Bianca ricana sinistrement.

— Mélis-chou, je te rappelle que tu me dois une faveur liée à Écho depuis un an et que tu m'as promis de faire ce que je voulais pour me repayer...
— Dans les limites du possible ! protesta le jeune adulte faiblement. Et ça, c'est pas possible !
— Si.
— Non !
Si.
— Non !
SI !
— Ok ok !

Carapagos, satisfait, put se redresser et s'occuper à lécher ses belles écailles bleues, couvé par le sourire machiavélique de sa dresseuse. La scientifique rappela son Pokémon après un nouveau craquement sinistre du plancher. Elle se tourna vers les adolescents, croisant ses bras avec menace.

— Vous êtes d'accord, je présume ? grinça-t-elle, implacable.

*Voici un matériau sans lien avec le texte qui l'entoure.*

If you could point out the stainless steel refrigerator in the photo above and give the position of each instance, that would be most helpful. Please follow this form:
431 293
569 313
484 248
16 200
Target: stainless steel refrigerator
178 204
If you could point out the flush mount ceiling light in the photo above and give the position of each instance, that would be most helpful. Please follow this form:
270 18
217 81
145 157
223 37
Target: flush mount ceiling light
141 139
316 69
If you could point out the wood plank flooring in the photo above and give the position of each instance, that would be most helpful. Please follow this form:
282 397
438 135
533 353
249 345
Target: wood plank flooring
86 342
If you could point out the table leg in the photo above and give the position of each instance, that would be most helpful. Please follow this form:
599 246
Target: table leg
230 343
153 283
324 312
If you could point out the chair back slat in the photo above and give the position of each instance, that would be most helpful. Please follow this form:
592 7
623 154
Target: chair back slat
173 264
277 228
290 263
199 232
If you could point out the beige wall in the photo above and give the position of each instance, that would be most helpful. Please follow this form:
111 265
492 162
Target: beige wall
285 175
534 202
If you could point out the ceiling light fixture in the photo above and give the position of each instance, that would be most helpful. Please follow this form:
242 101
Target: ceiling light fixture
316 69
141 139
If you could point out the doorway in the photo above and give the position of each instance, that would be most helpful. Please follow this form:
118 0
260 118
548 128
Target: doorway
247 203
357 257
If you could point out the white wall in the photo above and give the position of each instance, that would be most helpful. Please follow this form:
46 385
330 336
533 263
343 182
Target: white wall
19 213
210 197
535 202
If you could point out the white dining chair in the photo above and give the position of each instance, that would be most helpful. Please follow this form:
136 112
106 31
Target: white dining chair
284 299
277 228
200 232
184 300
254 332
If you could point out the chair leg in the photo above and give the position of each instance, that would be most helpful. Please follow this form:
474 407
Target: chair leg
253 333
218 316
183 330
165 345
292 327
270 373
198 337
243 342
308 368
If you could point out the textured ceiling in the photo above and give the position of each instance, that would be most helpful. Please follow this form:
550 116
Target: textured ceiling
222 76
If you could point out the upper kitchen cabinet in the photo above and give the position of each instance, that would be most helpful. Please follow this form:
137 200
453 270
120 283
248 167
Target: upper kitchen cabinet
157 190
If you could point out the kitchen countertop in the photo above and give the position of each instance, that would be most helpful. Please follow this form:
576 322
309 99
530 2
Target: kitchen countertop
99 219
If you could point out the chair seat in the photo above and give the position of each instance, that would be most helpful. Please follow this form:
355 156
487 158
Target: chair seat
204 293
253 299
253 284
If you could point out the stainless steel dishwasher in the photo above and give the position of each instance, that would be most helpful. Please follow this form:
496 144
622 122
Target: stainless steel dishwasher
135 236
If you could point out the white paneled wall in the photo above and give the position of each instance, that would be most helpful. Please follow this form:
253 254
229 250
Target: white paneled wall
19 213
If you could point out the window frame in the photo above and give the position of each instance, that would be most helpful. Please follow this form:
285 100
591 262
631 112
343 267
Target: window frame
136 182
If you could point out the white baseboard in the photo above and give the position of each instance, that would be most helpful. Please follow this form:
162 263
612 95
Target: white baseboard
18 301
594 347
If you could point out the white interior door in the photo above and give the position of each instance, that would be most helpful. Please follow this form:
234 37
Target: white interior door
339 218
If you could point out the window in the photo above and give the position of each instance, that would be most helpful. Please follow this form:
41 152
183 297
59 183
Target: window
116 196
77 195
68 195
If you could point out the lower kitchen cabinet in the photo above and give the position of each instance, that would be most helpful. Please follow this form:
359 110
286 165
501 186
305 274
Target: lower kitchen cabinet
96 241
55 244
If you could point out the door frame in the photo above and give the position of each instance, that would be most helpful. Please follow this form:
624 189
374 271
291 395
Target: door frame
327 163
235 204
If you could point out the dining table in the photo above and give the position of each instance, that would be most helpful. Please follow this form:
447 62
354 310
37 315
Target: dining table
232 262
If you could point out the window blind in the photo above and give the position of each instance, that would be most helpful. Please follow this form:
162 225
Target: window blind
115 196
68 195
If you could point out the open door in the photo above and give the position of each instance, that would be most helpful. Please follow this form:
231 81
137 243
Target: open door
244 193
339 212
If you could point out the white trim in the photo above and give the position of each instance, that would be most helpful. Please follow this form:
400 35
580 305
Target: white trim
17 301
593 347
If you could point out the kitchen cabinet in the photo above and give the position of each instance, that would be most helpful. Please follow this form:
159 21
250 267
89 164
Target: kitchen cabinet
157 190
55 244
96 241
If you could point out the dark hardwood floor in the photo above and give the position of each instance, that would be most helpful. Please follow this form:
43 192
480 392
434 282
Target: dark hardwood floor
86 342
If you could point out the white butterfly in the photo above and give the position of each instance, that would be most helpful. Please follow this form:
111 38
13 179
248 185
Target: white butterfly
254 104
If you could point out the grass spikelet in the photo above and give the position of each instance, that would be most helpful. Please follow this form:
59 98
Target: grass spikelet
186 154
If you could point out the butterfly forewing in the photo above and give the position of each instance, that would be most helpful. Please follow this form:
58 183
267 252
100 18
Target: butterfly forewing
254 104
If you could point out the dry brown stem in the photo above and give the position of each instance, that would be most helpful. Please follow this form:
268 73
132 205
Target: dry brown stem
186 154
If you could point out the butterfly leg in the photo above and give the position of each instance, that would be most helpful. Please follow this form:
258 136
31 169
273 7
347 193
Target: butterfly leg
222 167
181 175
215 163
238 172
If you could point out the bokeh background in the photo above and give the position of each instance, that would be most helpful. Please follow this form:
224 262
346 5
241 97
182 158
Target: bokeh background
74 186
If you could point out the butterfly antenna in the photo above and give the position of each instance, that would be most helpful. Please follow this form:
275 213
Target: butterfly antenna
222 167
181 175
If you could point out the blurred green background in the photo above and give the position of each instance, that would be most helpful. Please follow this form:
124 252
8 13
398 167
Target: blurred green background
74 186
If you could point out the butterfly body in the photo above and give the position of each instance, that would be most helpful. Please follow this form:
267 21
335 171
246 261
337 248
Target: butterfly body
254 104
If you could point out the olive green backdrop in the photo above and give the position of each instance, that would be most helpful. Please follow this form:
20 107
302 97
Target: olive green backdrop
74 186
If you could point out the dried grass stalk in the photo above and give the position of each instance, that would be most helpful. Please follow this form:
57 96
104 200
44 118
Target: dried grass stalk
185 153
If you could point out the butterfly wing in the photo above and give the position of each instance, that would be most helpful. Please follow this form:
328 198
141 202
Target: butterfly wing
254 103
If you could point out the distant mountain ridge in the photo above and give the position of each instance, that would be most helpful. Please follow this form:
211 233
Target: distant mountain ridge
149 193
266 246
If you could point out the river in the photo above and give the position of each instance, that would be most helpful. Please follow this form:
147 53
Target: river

Il fallut que les quatre échanges des regards perdus, tentant d'ignorer le désespoir visible de Mélis le flemmard, et répondent avec incertitude...

— Euuuuuuuh... ouii ?


(En suspens)
Élin était assise devant la rambarde en fer forgé, Hope dans les bras, ses pieds ballant dans un vide de plus de soixante étages. Syd se tenait recroquevillé à ses côtés, sourcils froncés, clairement ailleurs. Elsa soupirait, appuyée contre le mur de l'immeuble... et Oscar restait maladroitement debout entre les trois, caressant la tête de Jeans avec nervosité.

Les Champions se tenaient en pleine vidéo conférence. Zhu leur fit un signe à travers la porte vitrée, leur ararchant un sursaut—Oscar cria « AYAA »—et disparut dans un nuage bleuté. Probablement qu'ils ne le reverraient pas avant longtemps.

— Décidemment il est vraiment bizarre... maugréa Élin.

Mais après l'attaque, ils ne pouvaient que retenir une affection certaine pour le quinquagénaire.

Devant eux Volucité s'étendait, baignée de sang et de safran. Lentement les néons s'éveillaient, ne rivalisant pourtant pas encore avec la splendeur du soleil. À travers quelques craquelures dans l'horizon hérissé de gratte-ciels s'étalait la mer étincelante au creux de laquelle ils avaient été pris en otage, avaient brusquement été forcés de se transformer et de grandir...

— Demain nous rendrons visite à nos parents, murmura Elsa à l'adresse d'Oscar.

Les trois autres sursautèrent à l'entente de sa voix débarrassée de timidité et de handicap, qui résonnait si nettement en ce silence surnaturel du soixantième étage. Loin des cris parasites de la ville. Le timbre d'Elsa était plus clair encore que celui de Syd, moins riche et plus aigu, comme du cristal.

Oscar soupira.

— Ouais, je suppose...

Ce qu'ils avaient vu et vécu durant l'attaque resta le secret de chacun. Ils ne pouvaient pas encore se le partager, c'était trop tôt. La blessure leur brûlait encore, suppurant d'inquiétudes et de peur. Cependant, ils sentaient qu'en la présence de leurs amis, lové dans leur groupe protecteur, ils pouvaient être en paix.

— C'est dingue qu'on voyage avec Mélis quand même...

Ils étaient en paix malgré leurs transformations brutales, les changements imprévus. Malgré la houle qui les poussait à grandir et emprunter des chemins si sombres et tortueux.

Leurs vies restaient, ne serait-ce qu'un instant, en suspens.